Harbour City:About
Hello, and welcome to Harbour City. It all started back in 2021 with a Kickstarter named Hexton Hills by Graven Guild. The Kickstarter was for 3D-printable Hex map tiles of all sorts. Mountains, plains, rivers, roads, towns, haunted graveyards, epic cities, and more.
You see, they have a map maker, and your map starts off innocently enough, then it grows, and sprawls and ends up being a 4-foot by 4-foot wonderful wall hanging!
One day, a few weeks ago, a friend and I were in a Zoom meeting and we got to chatting. I had McDonalds on my mind when the conversation turned to Dungeons & Dragons. The conversation got a little silly, but the idea of a temple that worshipped the great Saint Ronald the Wise was born. Of course, he had to have some of his friends along, so I tried to think of a cool name for a temple to Grimace, and a few iterations later, this purple color came through in the form of the Grapes of Wrath temple. From there, I began to build a map of a walled city that had a harbor on its southern border, where you had to pass between the temples on the main road into the city.

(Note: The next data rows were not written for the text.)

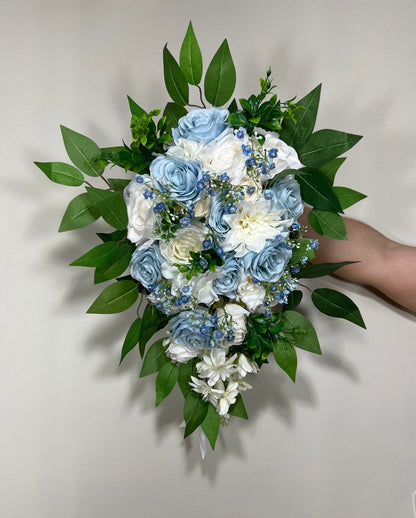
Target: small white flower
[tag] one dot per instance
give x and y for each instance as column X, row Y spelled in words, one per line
column 251, row 225
column 215, row 367
column 178, row 353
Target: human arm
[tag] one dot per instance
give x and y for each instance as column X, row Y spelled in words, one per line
column 385, row 265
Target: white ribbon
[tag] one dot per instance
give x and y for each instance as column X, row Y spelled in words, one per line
column 202, row 440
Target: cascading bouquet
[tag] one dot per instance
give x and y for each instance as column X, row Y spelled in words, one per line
column 209, row 231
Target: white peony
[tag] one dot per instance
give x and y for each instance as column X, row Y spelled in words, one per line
column 187, row 239
column 178, row 353
column 238, row 315
column 251, row 294
column 251, row 225
column 140, row 213
column 224, row 156
column 185, row 149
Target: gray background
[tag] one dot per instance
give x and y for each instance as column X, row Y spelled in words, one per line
column 79, row 436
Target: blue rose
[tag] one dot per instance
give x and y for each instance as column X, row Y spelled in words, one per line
column 228, row 284
column 202, row 125
column 145, row 266
column 269, row 264
column 193, row 329
column 215, row 217
column 286, row 195
column 183, row 180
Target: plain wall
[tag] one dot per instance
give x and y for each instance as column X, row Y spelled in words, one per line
column 79, row 436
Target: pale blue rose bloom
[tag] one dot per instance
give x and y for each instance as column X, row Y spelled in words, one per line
column 269, row 264
column 178, row 177
column 193, row 329
column 145, row 266
column 215, row 217
column 228, row 284
column 286, row 195
column 203, row 125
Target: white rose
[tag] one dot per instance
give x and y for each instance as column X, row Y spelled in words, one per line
column 185, row 149
column 140, row 213
column 251, row 225
column 187, row 239
column 178, row 353
column 224, row 156
column 238, row 315
column 251, row 294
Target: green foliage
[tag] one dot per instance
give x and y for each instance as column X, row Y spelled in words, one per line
column 348, row 197
column 301, row 331
column 65, row 174
column 316, row 190
column 115, row 298
column 80, row 212
column 153, row 321
column 154, row 360
column 336, row 304
column 194, row 411
column 330, row 168
column 238, row 409
column 98, row 256
column 311, row 271
column 165, row 381
column 111, row 206
column 328, row 224
column 296, row 134
column 132, row 338
column 83, row 152
column 117, row 267
column 220, row 77
column 186, row 370
column 285, row 356
column 175, row 81
column 190, row 58
column 325, row 145
column 211, row 425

Naturally enough, since the city revolved around the harbor, and since I prefer the British spelling, the city became Harbour City.
Now for the second part of the intro. You should probably know that at my day job, I work with Generative AI, a lot. What is Generative AI you say? In short, it's an AI that can seemingly understand us, reason, discuss, narrate, and most importantly for Harbour City, create new content. So, bringing work to my art, I decided to explore the possibilities of having Chat-GPT, a leading Generative AI tool, help me create the details and story hooks and a lot more for Harbour City. I was astounded at its capabilities.

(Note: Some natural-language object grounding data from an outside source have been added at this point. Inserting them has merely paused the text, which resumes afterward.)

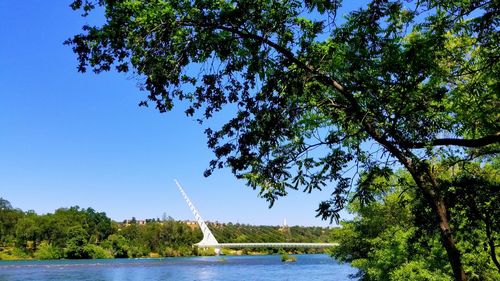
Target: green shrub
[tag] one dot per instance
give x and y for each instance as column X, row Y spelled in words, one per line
column 96, row 252
column 47, row 251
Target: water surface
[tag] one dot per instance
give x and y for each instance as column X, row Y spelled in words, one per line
column 227, row 268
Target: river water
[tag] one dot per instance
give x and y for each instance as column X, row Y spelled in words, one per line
column 227, row 268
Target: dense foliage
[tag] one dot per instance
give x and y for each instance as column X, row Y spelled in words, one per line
column 315, row 96
column 392, row 238
column 76, row 233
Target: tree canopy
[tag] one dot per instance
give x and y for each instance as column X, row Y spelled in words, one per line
column 314, row 95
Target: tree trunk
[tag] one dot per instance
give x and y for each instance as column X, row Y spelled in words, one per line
column 491, row 242
column 448, row 242
column 426, row 181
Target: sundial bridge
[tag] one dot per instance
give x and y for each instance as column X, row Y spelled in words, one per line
column 209, row 240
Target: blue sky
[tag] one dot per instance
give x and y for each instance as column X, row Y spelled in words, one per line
column 80, row 139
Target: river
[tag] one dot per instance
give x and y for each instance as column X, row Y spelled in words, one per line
column 227, row 268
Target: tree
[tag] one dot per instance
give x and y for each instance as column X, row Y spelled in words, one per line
column 313, row 94
column 392, row 237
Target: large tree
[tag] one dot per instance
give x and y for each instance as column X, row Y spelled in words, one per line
column 314, row 95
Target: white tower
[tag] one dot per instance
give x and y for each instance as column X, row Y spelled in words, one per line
column 208, row 238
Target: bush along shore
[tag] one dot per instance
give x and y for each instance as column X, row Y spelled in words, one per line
column 78, row 233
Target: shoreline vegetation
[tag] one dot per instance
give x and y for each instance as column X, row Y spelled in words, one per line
column 78, row 233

It took some creativity on my part to give it the right prompts to get it to generate what I needed, but as we learned together, I how to prompt it better, and it how to respond better, we explored Harbour City and its Surrounding Environs.
The last piece of the puzzle was how to get my friend access to what was rapidly coming together on my end. I tried sharing an Obsidian notebook, which is all written in Markdown.